By FW staff

SUCKLED calf sellers are bracing themselves for an autumn of misery, with buyers likely to be more cautious than ever before.

“There still is not an awareness of how bad it is going to be,” says Scott Donaldson, auctioneer at Wooler, Northumberland.

The weaker demand for store lambs this summer will be repeated at suckled calf sales, he says. Not only have beef finishers lost money for a number of years but there is also less grain money around to spend. “People are not in a position to gamble and the banks wont let them anyway.”

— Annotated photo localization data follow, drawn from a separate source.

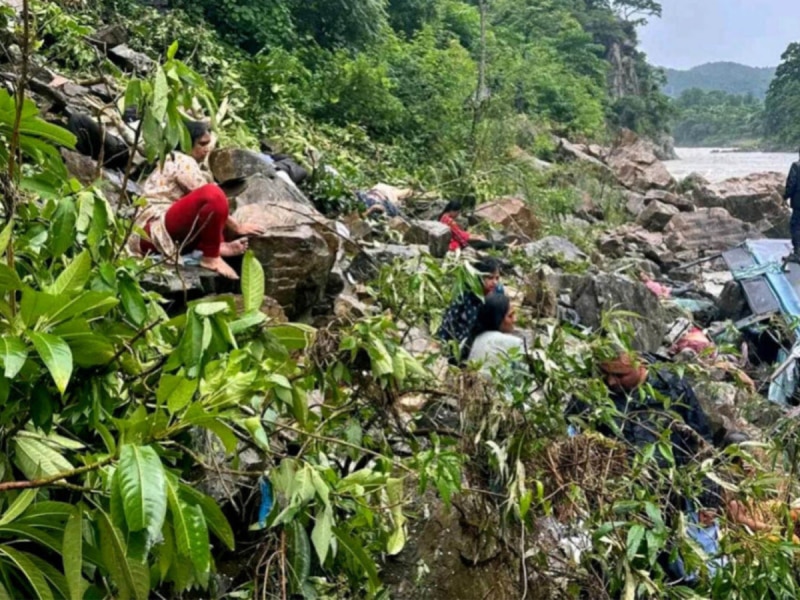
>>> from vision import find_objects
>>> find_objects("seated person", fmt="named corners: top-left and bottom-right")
top-left (467, 293), bottom-right (524, 372)
top-left (436, 258), bottom-right (502, 364)
top-left (439, 200), bottom-right (475, 251)
top-left (567, 352), bottom-right (714, 467)
top-left (438, 200), bottom-right (504, 252)
top-left (128, 121), bottom-right (264, 280)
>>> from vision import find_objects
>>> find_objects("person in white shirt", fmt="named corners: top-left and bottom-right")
top-left (468, 292), bottom-right (524, 372)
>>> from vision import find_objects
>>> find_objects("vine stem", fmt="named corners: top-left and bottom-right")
top-left (0, 456), bottom-right (114, 492)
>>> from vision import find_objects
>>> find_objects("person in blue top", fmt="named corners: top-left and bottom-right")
top-left (436, 258), bottom-right (503, 365)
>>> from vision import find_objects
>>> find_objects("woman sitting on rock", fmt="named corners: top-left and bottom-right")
top-left (436, 258), bottom-right (503, 365)
top-left (467, 292), bottom-right (524, 372)
top-left (129, 120), bottom-right (264, 279)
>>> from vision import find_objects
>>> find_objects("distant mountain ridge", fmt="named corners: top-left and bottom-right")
top-left (662, 62), bottom-right (776, 99)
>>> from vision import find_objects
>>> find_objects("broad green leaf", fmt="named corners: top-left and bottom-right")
top-left (48, 199), bottom-right (77, 258)
top-left (241, 251), bottom-right (264, 314)
top-left (166, 477), bottom-right (211, 580)
top-left (28, 332), bottom-right (73, 394)
top-left (266, 323), bottom-right (316, 352)
top-left (27, 553), bottom-right (70, 600)
top-left (117, 445), bottom-right (167, 538)
top-left (86, 197), bottom-right (108, 258)
top-left (0, 219), bottom-right (12, 256)
top-left (179, 484), bottom-right (235, 551)
top-left (152, 67), bottom-right (169, 122)
top-left (0, 335), bottom-right (28, 378)
top-left (97, 510), bottom-right (139, 600)
top-left (63, 506), bottom-right (86, 600)
top-left (157, 374), bottom-right (198, 413)
top-left (0, 264), bottom-right (22, 291)
top-left (333, 526), bottom-right (380, 594)
top-left (626, 524), bottom-right (646, 562)
top-left (167, 41), bottom-right (179, 60)
top-left (287, 521), bottom-right (311, 592)
top-left (49, 250), bottom-right (91, 295)
top-left (13, 435), bottom-right (73, 479)
top-left (311, 505), bottom-right (334, 565)
top-left (0, 488), bottom-right (37, 526)
top-left (386, 477), bottom-right (406, 556)
top-left (0, 547), bottom-right (54, 600)
top-left (194, 301), bottom-right (230, 317)
top-left (119, 276), bottom-right (147, 327)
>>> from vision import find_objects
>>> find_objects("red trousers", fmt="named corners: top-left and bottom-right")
top-left (142, 184), bottom-right (229, 258)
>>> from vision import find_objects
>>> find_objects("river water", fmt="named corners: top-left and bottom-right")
top-left (664, 147), bottom-right (796, 183)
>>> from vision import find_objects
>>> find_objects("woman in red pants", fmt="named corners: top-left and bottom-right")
top-left (129, 121), bottom-right (264, 279)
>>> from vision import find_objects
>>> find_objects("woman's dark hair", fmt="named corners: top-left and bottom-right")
top-left (438, 199), bottom-right (463, 221)
top-left (185, 120), bottom-right (211, 147)
top-left (474, 293), bottom-right (510, 336)
top-left (474, 257), bottom-right (501, 275)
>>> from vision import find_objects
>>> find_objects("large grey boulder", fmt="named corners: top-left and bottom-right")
top-left (636, 200), bottom-right (680, 232)
top-left (209, 148), bottom-right (277, 183)
top-left (691, 171), bottom-right (789, 237)
top-left (644, 189), bottom-right (694, 212)
top-left (473, 197), bottom-right (541, 242)
top-left (606, 130), bottom-right (675, 192)
top-left (555, 272), bottom-right (666, 352)
top-left (108, 45), bottom-right (155, 73)
top-left (347, 244), bottom-right (423, 283)
top-left (234, 200), bottom-right (338, 318)
top-left (524, 236), bottom-right (587, 264)
top-left (404, 220), bottom-right (451, 258)
top-left (230, 173), bottom-right (313, 210)
top-left (664, 208), bottom-right (758, 254)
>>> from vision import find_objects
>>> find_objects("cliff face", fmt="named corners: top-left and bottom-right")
top-left (607, 39), bottom-right (641, 99)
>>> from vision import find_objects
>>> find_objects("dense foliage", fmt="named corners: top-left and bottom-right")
top-left (671, 89), bottom-right (763, 147)
top-left (663, 62), bottom-right (776, 100)
top-left (87, 0), bottom-right (670, 198)
top-left (14, 2), bottom-right (800, 600)
top-left (764, 42), bottom-right (800, 150)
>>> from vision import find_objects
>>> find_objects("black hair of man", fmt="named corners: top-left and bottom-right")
top-left (438, 199), bottom-right (463, 221)
top-left (184, 120), bottom-right (210, 147)
top-left (474, 292), bottom-right (510, 336)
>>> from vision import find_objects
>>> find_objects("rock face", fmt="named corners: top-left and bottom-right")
top-left (348, 244), bottom-right (423, 283)
top-left (524, 236), bottom-right (587, 264)
top-left (664, 208), bottom-right (759, 254)
top-left (636, 200), bottom-right (680, 232)
top-left (555, 138), bottom-right (611, 173)
top-left (404, 220), bottom-right (451, 258)
top-left (691, 172), bottom-right (789, 237)
top-left (230, 172), bottom-right (313, 211)
top-left (557, 272), bottom-right (666, 352)
top-left (644, 189), bottom-right (694, 212)
top-left (473, 197), bottom-right (541, 241)
top-left (108, 44), bottom-right (155, 73)
top-left (230, 171), bottom-right (339, 318)
top-left (606, 130), bottom-right (675, 192)
top-left (234, 199), bottom-right (337, 319)
top-left (210, 148), bottom-right (277, 183)
top-left (61, 148), bottom-right (142, 203)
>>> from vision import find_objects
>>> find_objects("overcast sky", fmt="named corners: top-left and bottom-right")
top-left (638, 0), bottom-right (797, 70)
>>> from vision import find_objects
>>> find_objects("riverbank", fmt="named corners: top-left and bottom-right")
top-left (665, 146), bottom-right (795, 182)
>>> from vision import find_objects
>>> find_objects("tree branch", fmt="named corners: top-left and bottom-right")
top-left (0, 456), bottom-right (114, 492)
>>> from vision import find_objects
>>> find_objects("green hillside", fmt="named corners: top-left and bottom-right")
top-left (663, 61), bottom-right (776, 99)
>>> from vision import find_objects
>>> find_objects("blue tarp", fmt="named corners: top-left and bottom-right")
top-left (723, 239), bottom-right (800, 404)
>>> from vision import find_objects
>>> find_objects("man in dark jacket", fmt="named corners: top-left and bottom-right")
top-left (567, 352), bottom-right (714, 468)
top-left (785, 149), bottom-right (800, 261)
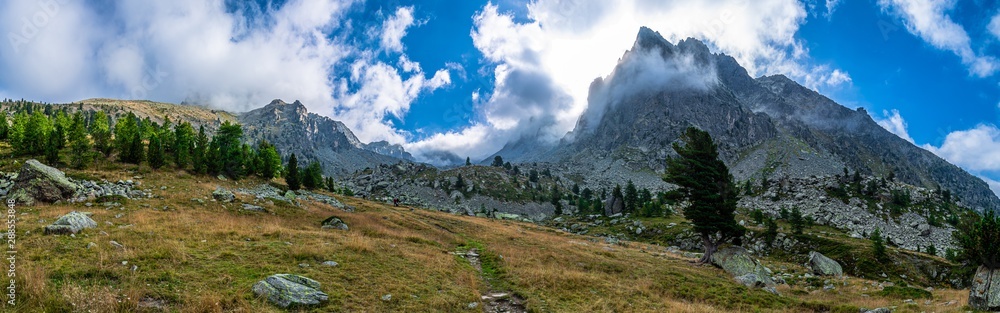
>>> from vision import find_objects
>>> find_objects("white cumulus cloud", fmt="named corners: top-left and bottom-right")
top-left (878, 0), bottom-right (1000, 77)
top-left (0, 0), bottom-right (358, 113)
top-left (380, 6), bottom-right (416, 53)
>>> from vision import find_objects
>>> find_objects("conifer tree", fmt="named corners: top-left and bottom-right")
top-left (256, 140), bottom-right (281, 180)
top-left (0, 114), bottom-right (9, 141)
top-left (127, 130), bottom-right (144, 165)
top-left (663, 127), bottom-right (744, 263)
top-left (286, 153), bottom-right (301, 190)
top-left (44, 128), bottom-right (59, 165)
top-left (193, 125), bottom-right (208, 174)
top-left (550, 186), bottom-right (563, 215)
top-left (91, 111), bottom-right (113, 157)
top-left (212, 121), bottom-right (245, 179)
top-left (302, 162), bottom-right (323, 190)
top-left (173, 122), bottom-right (194, 169)
top-left (955, 211), bottom-right (1000, 269)
top-left (624, 180), bottom-right (638, 213)
top-left (871, 228), bottom-right (887, 261)
top-left (69, 112), bottom-right (91, 169)
top-left (147, 133), bottom-right (165, 169)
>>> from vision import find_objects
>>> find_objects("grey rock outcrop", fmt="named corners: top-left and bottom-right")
top-left (710, 246), bottom-right (776, 289)
top-left (252, 274), bottom-right (328, 308)
top-left (321, 216), bottom-right (348, 231)
top-left (970, 265), bottom-right (1000, 311)
top-left (212, 187), bottom-right (235, 203)
top-left (604, 194), bottom-right (624, 216)
top-left (44, 211), bottom-right (97, 235)
top-left (8, 159), bottom-right (79, 205)
top-left (807, 251), bottom-right (843, 277)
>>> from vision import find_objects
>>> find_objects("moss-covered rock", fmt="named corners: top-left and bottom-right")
top-left (807, 251), bottom-right (843, 277)
top-left (321, 216), bottom-right (349, 230)
top-left (252, 274), bottom-right (328, 308)
top-left (711, 246), bottom-right (776, 289)
top-left (8, 159), bottom-right (80, 205)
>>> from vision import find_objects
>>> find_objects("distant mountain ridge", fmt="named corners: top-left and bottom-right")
top-left (492, 27), bottom-right (1000, 212)
top-left (237, 99), bottom-right (409, 177)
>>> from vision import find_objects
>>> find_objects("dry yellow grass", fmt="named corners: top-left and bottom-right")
top-left (0, 164), bottom-right (979, 312)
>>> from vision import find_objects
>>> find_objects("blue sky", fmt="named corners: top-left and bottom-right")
top-left (0, 0), bottom-right (999, 195)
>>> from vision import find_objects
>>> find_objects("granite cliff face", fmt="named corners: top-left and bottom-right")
top-left (238, 100), bottom-right (404, 177)
top-left (493, 27), bottom-right (999, 212)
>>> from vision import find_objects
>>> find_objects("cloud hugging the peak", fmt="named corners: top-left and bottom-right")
top-left (404, 0), bottom-right (853, 163)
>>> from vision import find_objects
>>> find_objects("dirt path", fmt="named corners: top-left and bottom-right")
top-left (460, 248), bottom-right (526, 313)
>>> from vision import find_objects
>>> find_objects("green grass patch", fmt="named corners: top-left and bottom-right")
top-left (877, 286), bottom-right (931, 299)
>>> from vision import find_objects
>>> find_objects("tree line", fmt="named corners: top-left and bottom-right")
top-left (0, 103), bottom-right (333, 192)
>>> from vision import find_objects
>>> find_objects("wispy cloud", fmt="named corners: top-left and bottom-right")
top-left (878, 0), bottom-right (999, 77)
top-left (874, 109), bottom-right (915, 143)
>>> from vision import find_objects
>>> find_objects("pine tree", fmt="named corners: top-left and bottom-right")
top-left (193, 125), bottom-right (209, 174)
top-left (550, 186), bottom-right (562, 215)
top-left (256, 140), bottom-right (281, 180)
top-left (213, 121), bottom-right (245, 179)
top-left (173, 122), bottom-right (194, 169)
top-left (69, 112), bottom-right (91, 169)
top-left (286, 154), bottom-right (301, 190)
top-left (302, 162), bottom-right (323, 190)
top-left (663, 127), bottom-right (744, 263)
top-left (127, 130), bottom-right (144, 165)
top-left (0, 114), bottom-right (8, 141)
top-left (325, 177), bottom-right (336, 192)
top-left (454, 174), bottom-right (466, 191)
top-left (91, 111), bottom-right (113, 157)
top-left (491, 156), bottom-right (503, 167)
top-left (955, 211), bottom-right (1000, 269)
top-left (465, 157), bottom-right (471, 166)
top-left (871, 228), bottom-right (887, 261)
top-left (624, 180), bottom-right (638, 213)
top-left (147, 133), bottom-right (165, 169)
top-left (44, 128), bottom-right (59, 165)
top-left (790, 207), bottom-right (805, 235)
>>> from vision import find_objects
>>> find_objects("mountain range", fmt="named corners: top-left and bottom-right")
top-left (489, 27), bottom-right (999, 212)
top-left (70, 26), bottom-right (999, 212)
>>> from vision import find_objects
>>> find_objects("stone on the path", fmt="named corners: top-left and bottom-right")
top-left (212, 187), bottom-right (235, 203)
top-left (807, 251), bottom-right (843, 277)
top-left (322, 261), bottom-right (339, 267)
top-left (710, 246), bottom-right (777, 289)
top-left (321, 216), bottom-right (349, 231)
top-left (43, 211), bottom-right (97, 235)
top-left (252, 274), bottom-right (328, 308)
top-left (8, 159), bottom-right (80, 205)
top-left (970, 265), bottom-right (1000, 311)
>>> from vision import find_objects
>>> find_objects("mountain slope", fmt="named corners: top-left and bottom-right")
top-left (238, 99), bottom-right (406, 177)
top-left (493, 27), bottom-right (999, 212)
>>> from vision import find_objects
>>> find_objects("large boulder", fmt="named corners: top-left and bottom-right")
top-left (710, 246), bottom-right (776, 289)
top-left (604, 195), bottom-right (624, 216)
top-left (212, 187), bottom-right (235, 203)
top-left (807, 251), bottom-right (843, 277)
top-left (252, 274), bottom-right (328, 308)
top-left (44, 211), bottom-right (97, 235)
top-left (321, 216), bottom-right (349, 230)
top-left (8, 159), bottom-right (79, 205)
top-left (970, 265), bottom-right (1000, 311)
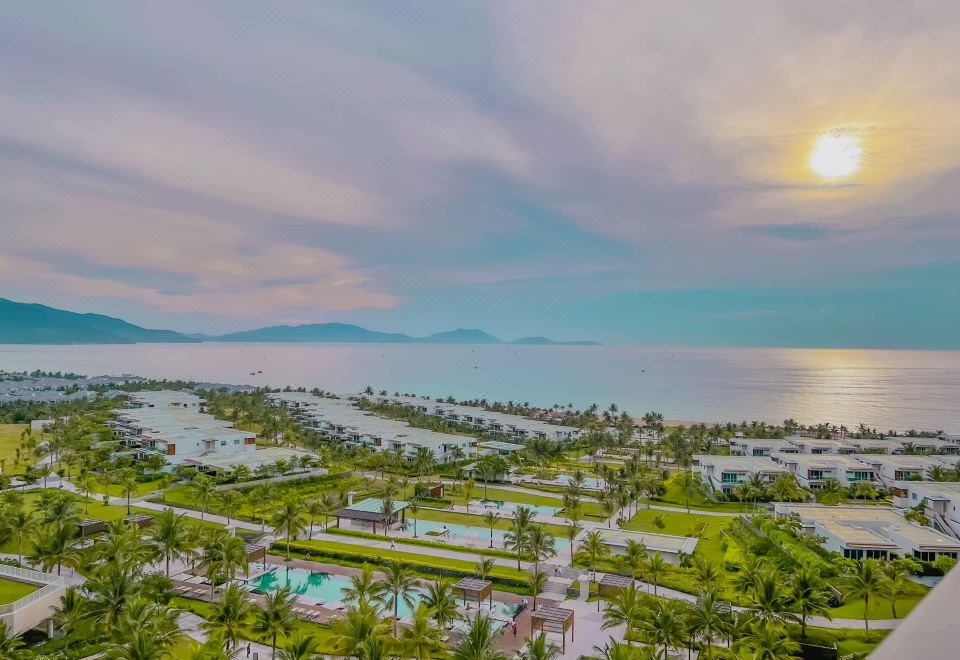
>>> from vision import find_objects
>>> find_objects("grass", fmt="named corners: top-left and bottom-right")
top-left (90, 477), bottom-right (166, 497)
top-left (0, 424), bottom-right (27, 475)
top-left (787, 625), bottom-right (889, 657)
top-left (622, 507), bottom-right (721, 538)
top-left (467, 486), bottom-right (605, 517)
top-left (414, 507), bottom-right (570, 536)
top-left (830, 583), bottom-right (927, 620)
top-left (642, 472), bottom-right (746, 513)
top-left (0, 577), bottom-right (37, 604)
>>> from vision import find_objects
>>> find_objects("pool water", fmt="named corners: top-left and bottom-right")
top-left (406, 518), bottom-right (569, 552)
top-left (552, 474), bottom-right (603, 489)
top-left (473, 499), bottom-right (561, 518)
top-left (250, 567), bottom-right (520, 620)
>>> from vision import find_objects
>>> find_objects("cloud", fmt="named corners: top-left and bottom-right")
top-left (741, 223), bottom-right (846, 242)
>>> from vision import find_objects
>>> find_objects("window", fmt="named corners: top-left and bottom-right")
top-left (220, 440), bottom-right (226, 446)
top-left (721, 473), bottom-right (740, 483)
top-left (234, 438), bottom-right (240, 445)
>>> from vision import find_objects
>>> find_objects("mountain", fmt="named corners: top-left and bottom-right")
top-left (214, 323), bottom-right (415, 343)
top-left (514, 336), bottom-right (600, 346)
top-left (0, 298), bottom-right (597, 345)
top-left (0, 298), bottom-right (196, 344)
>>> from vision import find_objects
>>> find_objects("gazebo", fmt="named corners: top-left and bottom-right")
top-left (245, 541), bottom-right (267, 566)
top-left (598, 573), bottom-right (634, 611)
top-left (77, 519), bottom-right (105, 538)
top-left (530, 605), bottom-right (574, 653)
top-left (123, 513), bottom-right (153, 529)
top-left (334, 498), bottom-right (408, 534)
top-left (453, 577), bottom-right (493, 609)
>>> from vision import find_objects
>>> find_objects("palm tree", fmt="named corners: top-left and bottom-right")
top-left (602, 584), bottom-right (644, 646)
top-left (645, 552), bottom-right (668, 596)
top-left (117, 469), bottom-right (139, 515)
top-left (421, 579), bottom-right (459, 629)
top-left (271, 496), bottom-right (308, 560)
top-left (331, 602), bottom-right (391, 658)
top-left (319, 491), bottom-right (342, 531)
top-left (527, 570), bottom-right (548, 611)
top-left (881, 559), bottom-right (914, 619)
top-left (218, 490), bottom-right (243, 527)
top-left (7, 508), bottom-right (36, 565)
top-left (201, 531), bottom-right (249, 601)
top-left (278, 632), bottom-right (324, 660)
top-left (252, 586), bottom-right (298, 659)
top-left (0, 621), bottom-right (24, 659)
top-left (148, 508), bottom-right (195, 577)
top-left (475, 557), bottom-right (495, 581)
top-left (846, 559), bottom-right (884, 630)
top-left (481, 511), bottom-right (499, 548)
top-left (576, 530), bottom-right (610, 581)
top-left (341, 565), bottom-right (386, 608)
top-left (189, 474), bottom-right (218, 521)
top-left (51, 586), bottom-right (89, 645)
top-left (639, 599), bottom-right (688, 659)
top-left (565, 520), bottom-right (583, 564)
top-left (403, 603), bottom-right (447, 659)
top-left (788, 566), bottom-right (833, 638)
top-left (380, 498), bottom-right (395, 537)
top-left (202, 583), bottom-right (253, 651)
top-left (451, 614), bottom-right (510, 660)
top-left (407, 498), bottom-right (421, 537)
top-left (519, 632), bottom-right (559, 660)
top-left (527, 527), bottom-right (557, 574)
top-left (382, 560), bottom-right (420, 635)
top-left (817, 478), bottom-right (844, 505)
top-left (414, 447), bottom-right (435, 482)
top-left (621, 539), bottom-right (647, 578)
top-left (737, 622), bottom-right (801, 659)
top-left (688, 587), bottom-right (730, 658)
top-left (751, 569), bottom-right (796, 626)
top-left (30, 521), bottom-right (79, 576)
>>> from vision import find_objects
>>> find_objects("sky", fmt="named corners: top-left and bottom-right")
top-left (1, 1), bottom-right (959, 347)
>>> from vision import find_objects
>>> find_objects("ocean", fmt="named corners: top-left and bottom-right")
top-left (1, 343), bottom-right (958, 433)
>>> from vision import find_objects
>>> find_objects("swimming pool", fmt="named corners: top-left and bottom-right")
top-left (472, 499), bottom-right (562, 518)
top-left (552, 474), bottom-right (603, 489)
top-left (249, 567), bottom-right (520, 621)
top-left (406, 518), bottom-right (569, 552)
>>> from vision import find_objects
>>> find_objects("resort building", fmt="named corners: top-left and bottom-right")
top-left (772, 453), bottom-right (880, 489)
top-left (363, 394), bottom-right (582, 442)
top-left (476, 440), bottom-right (525, 457)
top-left (0, 564), bottom-right (66, 637)
top-left (729, 438), bottom-right (800, 457)
top-left (598, 529), bottom-right (699, 565)
top-left (891, 481), bottom-right (960, 540)
top-left (775, 503), bottom-right (960, 561)
top-left (269, 392), bottom-right (474, 461)
top-left (782, 436), bottom-right (858, 454)
top-left (848, 454), bottom-right (960, 486)
top-left (845, 437), bottom-right (959, 455)
top-left (692, 455), bottom-right (787, 495)
top-left (112, 390), bottom-right (304, 472)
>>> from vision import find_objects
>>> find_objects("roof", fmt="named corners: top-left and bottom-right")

Meanwhile, there is little prospective sellers can do to mitigate the downturn. A few, with the space and food, will take stock through to slaughter, says Mr Donaldson. “But those that are selling should not do any thing different to usual. You have to make the best of them – because poor, weathered calves will be even more difficult to sell.”

 Buyers will be in a cautious mood at this autumns suckled calf sales

The traditional feeders will still be buying this autumn, reckons Timothy Garratt at Chagford, Devon. “But the dealing people who buy to trade on will want much bigger margins because they will be afraid they wont be able to unload all of the cattle.” He, too, thinks many vendors are in a no-win situation.

NFU livestock committee secretary Kevin Pearce says that any progress with the date-based export scheme will give a boost to trade. “It would be a very positive signal – because a lot of these suckled calves would qualify.

“They are the very animals that could go out and fill the beef markets that we had before the ban was imposed.”

  • Top-quality Continental cross suckled steers were making £450-£500 last autumn. Heifers were just under £400.